Embora considere que o governo tenha mais possibilidade de implementar essas mudanças, Esteves credita à população parte da responsabilidade pelas mudanças. “É claro que não se omitir é importante. O Palácio do Planalto poderia fazer uma lei que obrigasse iniciativas inclusivas, mas a sociedade precisa cobrar”, complementa.

Discriminação

Primeira presidente eleita para a presidência do Tribunal Superior do Trabalho (TST) — vai comandar o biênio 2020-2022 —, a ministra Maria Cristina Peduzzi admite que há discriminação entre homens e mulheres no serviço público e na iniciativa privada. “A distinção de gênero é uma realidade histórica e cultural. Se manifesta tanto no trabalho quanto na vida civil. Sempre foi difícil para a mulher. Daí a importância dos movimentos feministas que fizeram com que a gente alcançasse a igualdade formal, essa existe, mas a igualdade material, ainda não.”

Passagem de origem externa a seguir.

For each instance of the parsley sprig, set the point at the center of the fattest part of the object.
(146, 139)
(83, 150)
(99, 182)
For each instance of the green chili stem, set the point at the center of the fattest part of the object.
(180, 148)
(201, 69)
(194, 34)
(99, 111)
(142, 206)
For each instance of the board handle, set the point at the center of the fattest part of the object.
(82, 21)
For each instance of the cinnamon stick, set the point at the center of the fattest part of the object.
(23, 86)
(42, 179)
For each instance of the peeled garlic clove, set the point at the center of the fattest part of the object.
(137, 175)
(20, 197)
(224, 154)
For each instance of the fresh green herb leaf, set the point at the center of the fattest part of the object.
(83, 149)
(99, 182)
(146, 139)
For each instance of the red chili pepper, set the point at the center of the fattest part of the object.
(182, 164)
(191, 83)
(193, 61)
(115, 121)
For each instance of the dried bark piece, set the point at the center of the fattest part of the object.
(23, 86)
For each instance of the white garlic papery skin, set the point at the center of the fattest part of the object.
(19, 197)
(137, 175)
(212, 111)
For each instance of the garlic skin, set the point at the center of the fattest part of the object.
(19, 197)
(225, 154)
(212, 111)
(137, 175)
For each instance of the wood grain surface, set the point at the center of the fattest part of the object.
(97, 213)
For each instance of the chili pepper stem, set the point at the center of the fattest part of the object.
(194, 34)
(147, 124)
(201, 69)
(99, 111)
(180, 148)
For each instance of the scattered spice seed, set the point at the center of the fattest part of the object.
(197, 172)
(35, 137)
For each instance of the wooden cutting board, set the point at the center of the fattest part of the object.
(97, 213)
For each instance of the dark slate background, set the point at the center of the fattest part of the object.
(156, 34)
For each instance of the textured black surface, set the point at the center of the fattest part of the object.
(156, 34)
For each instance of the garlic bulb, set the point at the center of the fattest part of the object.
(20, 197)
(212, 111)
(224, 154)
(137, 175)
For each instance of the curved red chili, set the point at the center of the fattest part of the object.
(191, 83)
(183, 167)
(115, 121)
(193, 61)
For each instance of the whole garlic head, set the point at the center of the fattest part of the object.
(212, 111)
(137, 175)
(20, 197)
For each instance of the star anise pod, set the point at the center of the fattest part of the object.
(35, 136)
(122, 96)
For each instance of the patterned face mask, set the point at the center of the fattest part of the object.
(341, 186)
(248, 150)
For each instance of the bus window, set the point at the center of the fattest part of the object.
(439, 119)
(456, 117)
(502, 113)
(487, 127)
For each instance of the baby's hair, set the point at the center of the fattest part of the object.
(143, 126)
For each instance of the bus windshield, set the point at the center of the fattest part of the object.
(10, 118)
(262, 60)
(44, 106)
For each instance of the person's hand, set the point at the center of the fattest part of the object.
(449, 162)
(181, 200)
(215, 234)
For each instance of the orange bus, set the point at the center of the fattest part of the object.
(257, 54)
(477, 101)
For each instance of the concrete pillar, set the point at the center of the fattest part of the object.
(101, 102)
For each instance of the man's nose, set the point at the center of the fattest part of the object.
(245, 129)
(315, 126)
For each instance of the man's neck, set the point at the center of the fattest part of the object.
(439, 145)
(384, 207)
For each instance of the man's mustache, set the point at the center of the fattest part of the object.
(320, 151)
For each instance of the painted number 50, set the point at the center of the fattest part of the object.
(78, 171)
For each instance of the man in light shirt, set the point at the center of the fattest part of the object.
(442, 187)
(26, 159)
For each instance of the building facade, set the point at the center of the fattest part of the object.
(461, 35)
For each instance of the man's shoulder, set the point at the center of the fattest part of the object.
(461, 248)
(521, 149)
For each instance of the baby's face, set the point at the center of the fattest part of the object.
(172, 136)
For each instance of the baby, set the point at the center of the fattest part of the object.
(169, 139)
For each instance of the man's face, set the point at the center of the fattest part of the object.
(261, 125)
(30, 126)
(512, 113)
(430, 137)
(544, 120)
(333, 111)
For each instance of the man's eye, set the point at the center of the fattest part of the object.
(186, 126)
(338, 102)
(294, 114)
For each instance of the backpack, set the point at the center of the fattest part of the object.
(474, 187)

Ao dizer que a Justiça do Trabalho busca reparar diferenças de gênero, questões sexuais e raciais, a ministra traz informações sobre a efetividade da Corte trabalhista. “O princípio da isonomia está aí para garantir a independência de gênero, de raça, credo, posição política. As pessoas são iguais. Especificamente no campo do trabalho, isso é assegurado por causa da isonomia. Havendo descumprimento, o Poder Judiciário trabalhista vai corrigir, independentemente de raça ou sexo”, ressalta. (BB e LC)

 Frase

“As pessoas são iguais. Especificamente no campo do trabalho, isso é assegurado por causa da isonomia. Havendo descumprimento, o Poder Judiciário trabalhista vai corrigir, independentemente de raça ou sexo”

Maria Cristina Peduzzi, presidente eleita do TST

O que diz a lei

Reunidos no artigo 5º da Constituição Federal, os direitos do brasileiro estão fundamentados pelo princípio de que “todos são iguais perante a lei, sem distinção de qualquer natureza, garantindo-se aos brasileiros e aos estrangeiros residentes no país a inviolabilidade do direito à vida, à liberdade, à igualdade, à segurança e à propriedade”.